The report by analyst Investment Metrics found that four of the seven best-selling European climate funds were more exposed to carbon emissions than the MSCI World Index, which tracks over 1,600 of the largest companies in North America, Europe and the Asia-Pacific region.

Funds that failed the MSCI index include climate strategies managed by DWS Group, Franklin Resources and Lombard Odier Investment Management, according to Investment Metrics, which provides institutional investors and advisers with portfolio research and data valued at US $ 14 trillion Dollars (12.5 trillion euros).

The results highlight the difficulty climate-minded investors face when choosing funds to reduce their carbon footprint.

It also raises questions about being labeled as financial products marketed with an environmental, social and governance focus.

Concern about greenwashing, a term used for exaggerated or misleading claims about ethical investing, has increased this year in the wake of the ESG market. Bloomberg Intelligence estimates that ESG assets exceeded $ 35 trillion last year and will surpass $ 50 trillion by 2025.

Regulators have started to take a more aggressive stance on monitoring ESG labeling.

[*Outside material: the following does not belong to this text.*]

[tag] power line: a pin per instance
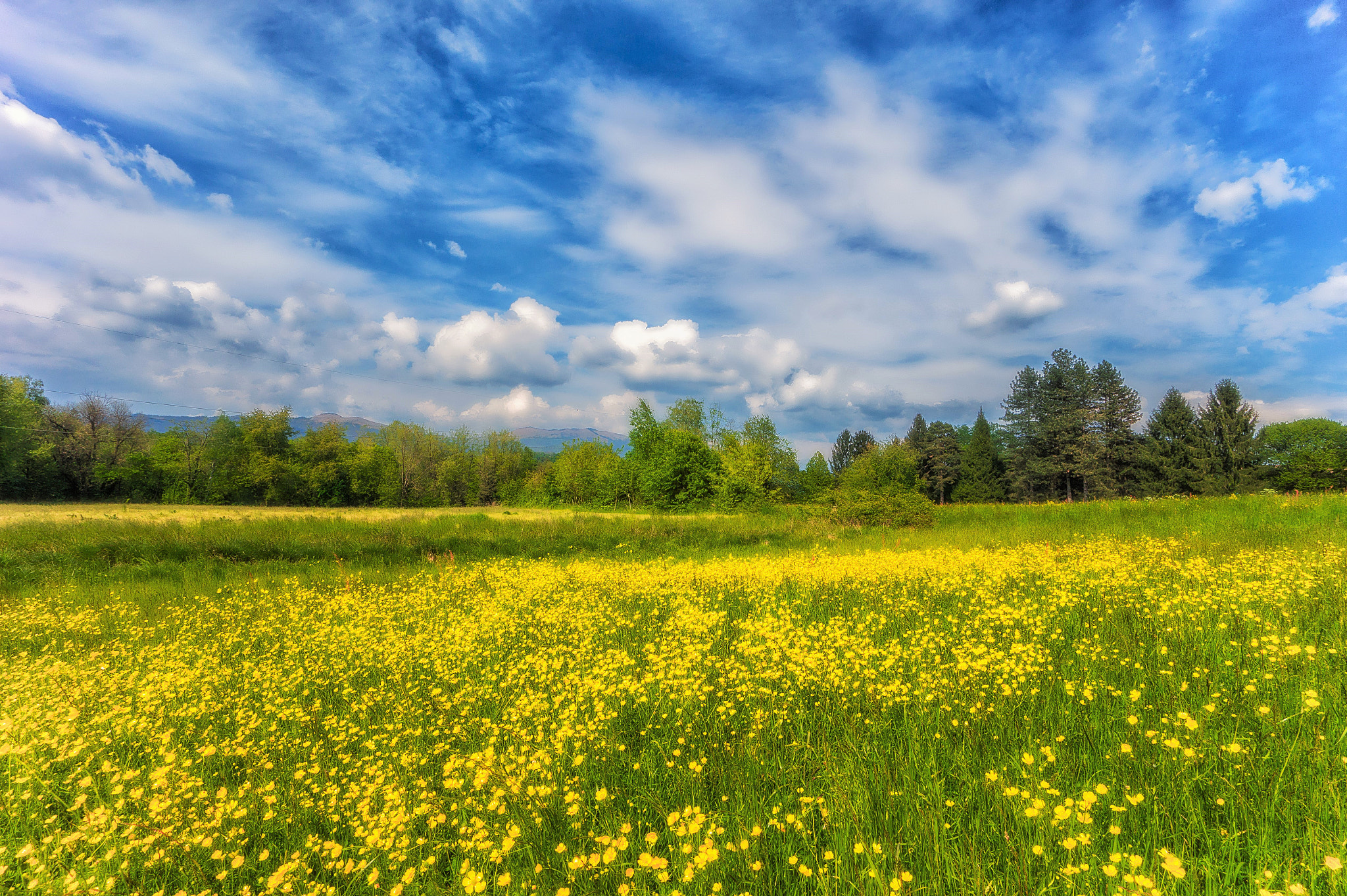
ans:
(241, 354)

DWS, of which Asoka Wöhrmann is CEO, hit the headlines in August when it became known that the Deutsche Bank AG unit was being investigated by the US Securities and Exchange Commission, the Department of Justice and the German regulator BaFin after its former sustainability director alleged its ESG allegations had claims were misleading.

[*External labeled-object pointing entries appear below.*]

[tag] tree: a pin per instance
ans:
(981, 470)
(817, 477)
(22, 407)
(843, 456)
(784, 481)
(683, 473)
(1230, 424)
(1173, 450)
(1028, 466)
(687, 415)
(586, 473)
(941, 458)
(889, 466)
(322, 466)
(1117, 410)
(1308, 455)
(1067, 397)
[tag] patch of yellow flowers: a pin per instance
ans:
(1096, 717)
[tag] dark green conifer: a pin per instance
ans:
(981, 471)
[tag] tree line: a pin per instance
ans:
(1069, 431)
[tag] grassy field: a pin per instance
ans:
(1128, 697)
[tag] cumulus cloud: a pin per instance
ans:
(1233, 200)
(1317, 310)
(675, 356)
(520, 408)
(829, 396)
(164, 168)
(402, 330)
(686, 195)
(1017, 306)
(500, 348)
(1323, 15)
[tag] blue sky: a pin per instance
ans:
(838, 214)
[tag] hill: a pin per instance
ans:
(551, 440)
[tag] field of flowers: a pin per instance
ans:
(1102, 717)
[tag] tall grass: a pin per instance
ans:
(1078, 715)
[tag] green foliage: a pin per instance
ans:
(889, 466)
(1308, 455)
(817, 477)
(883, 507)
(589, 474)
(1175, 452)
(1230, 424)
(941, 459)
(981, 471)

The DWS vehemently rejects the allegations.

The Investment Metrics report said that one of the reasons some climate funds have failed to deliver low-carbon results is because they hold so-called transitional stocks, where companies try to gradually wean themselves from high-carbon activities.

The alternative would be to exclude such firms altogether and ignore transitional assets.

A separate research report published earlier this year by London-based nonprofit InfluenceMap found that more than half of the climate funds sold by asset managers failed to meet the goals set out in the Paris Agreement.

An active approach by fund managers to reducing climate impact can pay off, according to the Investment Metrics report. The DWS Invest ESG Climate Tech climate fund managed by DWS showed the greatest reduction in CO2 emissions.

This improvement was mainly caused by portfolio adjustments.

“Portfolio trading decisions are the main reason for the significant improvement in DWS’s climate change score,” the report says.

“If the portfolio managers hadn’t intervened, the score would only have risen marginally.”

Performance was boosted by buying shares in Japanese pump and turbine maker Ebara Corp and selling positions in companies like electric vehicle maker Tesla, it said.